Digitaler Humanismus

Kategorie: Öffentlich

Prof. Dr. Julian Nida-Rümelin

Zum Abschluss der Ringvorlesung „Künstliche Intelligenz“ hielt Prof. Dr. Julian Nida-Rümelin einen Gastvortrag.


Über „Eine Ethik für das Zeitalter der künstlichen Intelligenz“ referierte Prof. Dr. Julian Nida-Rümelin am 6. Juli an der TH Aschaffenburg zum Ausklang der virtuellen Vorlesungsreihe, die im April gestartet war. Vor einem interessierten Publikum, das sowohl coronabedingt in begrenzter Teilnehmerzahl vor Ort war, als auch mit zahlreichen per Videokonferenz zugeschalteten Zuschauerinnen und Zuschauern virtuell vertreten war, gab er Einblick in die philosophischen Grundlagen eines "Digitalen Humanismus", für den die Unterscheidung zwischen menschlichem Denken, Empfinden und Handeln einerseits und softwaregesteuerten, algorithmischen Prozessen andererseits zentral ist.

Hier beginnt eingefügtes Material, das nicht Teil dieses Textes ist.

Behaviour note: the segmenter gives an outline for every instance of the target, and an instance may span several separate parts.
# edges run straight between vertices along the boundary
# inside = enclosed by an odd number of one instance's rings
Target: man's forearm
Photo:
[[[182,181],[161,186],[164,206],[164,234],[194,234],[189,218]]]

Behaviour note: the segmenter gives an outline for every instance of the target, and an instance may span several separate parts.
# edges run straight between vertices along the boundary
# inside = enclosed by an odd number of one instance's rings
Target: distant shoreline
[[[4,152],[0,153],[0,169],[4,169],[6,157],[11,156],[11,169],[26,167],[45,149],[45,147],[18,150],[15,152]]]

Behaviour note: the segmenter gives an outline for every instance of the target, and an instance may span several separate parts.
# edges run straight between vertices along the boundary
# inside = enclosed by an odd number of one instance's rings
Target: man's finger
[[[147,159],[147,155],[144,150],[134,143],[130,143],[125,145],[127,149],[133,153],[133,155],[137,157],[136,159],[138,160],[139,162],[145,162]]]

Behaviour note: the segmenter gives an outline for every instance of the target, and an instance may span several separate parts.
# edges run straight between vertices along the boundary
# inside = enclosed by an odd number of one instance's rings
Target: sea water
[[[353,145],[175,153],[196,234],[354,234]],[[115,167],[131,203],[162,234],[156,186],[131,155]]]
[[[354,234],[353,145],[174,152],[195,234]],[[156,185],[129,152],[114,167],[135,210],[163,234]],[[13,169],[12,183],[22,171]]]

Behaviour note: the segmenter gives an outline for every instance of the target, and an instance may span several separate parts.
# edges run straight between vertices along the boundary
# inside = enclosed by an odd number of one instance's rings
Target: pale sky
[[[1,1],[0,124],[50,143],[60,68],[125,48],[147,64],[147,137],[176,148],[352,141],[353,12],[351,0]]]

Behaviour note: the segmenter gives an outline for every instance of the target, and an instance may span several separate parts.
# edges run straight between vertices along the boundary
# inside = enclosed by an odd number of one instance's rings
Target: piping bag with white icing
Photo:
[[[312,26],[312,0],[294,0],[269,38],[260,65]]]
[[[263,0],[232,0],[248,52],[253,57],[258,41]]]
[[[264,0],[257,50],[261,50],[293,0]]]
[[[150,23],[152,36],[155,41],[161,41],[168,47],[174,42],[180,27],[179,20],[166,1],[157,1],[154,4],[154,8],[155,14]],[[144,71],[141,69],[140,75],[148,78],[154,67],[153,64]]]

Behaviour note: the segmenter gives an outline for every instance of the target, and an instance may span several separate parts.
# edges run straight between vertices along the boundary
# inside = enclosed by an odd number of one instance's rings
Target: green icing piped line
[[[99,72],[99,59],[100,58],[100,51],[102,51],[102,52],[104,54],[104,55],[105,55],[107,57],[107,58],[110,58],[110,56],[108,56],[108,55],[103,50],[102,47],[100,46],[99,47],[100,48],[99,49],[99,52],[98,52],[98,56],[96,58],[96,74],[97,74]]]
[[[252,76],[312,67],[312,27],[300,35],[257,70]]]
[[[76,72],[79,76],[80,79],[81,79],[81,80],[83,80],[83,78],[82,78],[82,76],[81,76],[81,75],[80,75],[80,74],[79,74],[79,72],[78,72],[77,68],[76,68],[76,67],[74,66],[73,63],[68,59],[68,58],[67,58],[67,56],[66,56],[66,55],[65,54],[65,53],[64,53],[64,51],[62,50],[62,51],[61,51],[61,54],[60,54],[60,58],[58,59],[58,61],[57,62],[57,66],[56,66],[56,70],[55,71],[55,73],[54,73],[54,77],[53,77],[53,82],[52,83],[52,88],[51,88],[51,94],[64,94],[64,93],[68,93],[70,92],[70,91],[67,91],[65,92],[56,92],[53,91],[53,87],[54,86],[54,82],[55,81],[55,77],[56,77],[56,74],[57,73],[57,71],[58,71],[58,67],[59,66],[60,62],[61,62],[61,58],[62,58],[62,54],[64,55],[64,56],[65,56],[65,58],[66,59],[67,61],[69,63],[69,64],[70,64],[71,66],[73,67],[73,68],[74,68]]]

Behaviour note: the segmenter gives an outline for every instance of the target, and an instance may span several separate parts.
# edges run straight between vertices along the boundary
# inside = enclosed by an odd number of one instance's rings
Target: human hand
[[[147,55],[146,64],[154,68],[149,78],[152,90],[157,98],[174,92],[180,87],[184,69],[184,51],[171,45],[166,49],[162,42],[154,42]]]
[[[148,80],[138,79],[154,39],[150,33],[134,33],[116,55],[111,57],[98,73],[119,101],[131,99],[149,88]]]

Professor Nida-Rümelin ist Inhaber des Lehrstuhls für Philosophie und politische Theorie an der Ludwig-Maximilians-Universität München. Er hat nicht nur – unter Anderem – über Ethik und Verantwortung geforscht, sondern letztere im öffentlichen Raum auch übernommen: Im ersten Kabinett von Bundeskanzler Gerhard Schröder war er Staatsminister für Kultur und Medien. 
Seine Arbeit bot immer wieder Anlass zu öffentlichen Debatten, in den vergangenen Jahren beschäftigte er sich mit „Digitalem Humanismus“. In einer Zeit, in der Algorithmen Entscheidungen von ethischer Relevanz übernehmen können, geht es darum, die Errungenschaften von Aufklärung und Humanismus im Kontext der Künstlichen Intelligenz zu bewahren und zu erweitern und damit auch unser Selbstbild neu zu beleuchten. 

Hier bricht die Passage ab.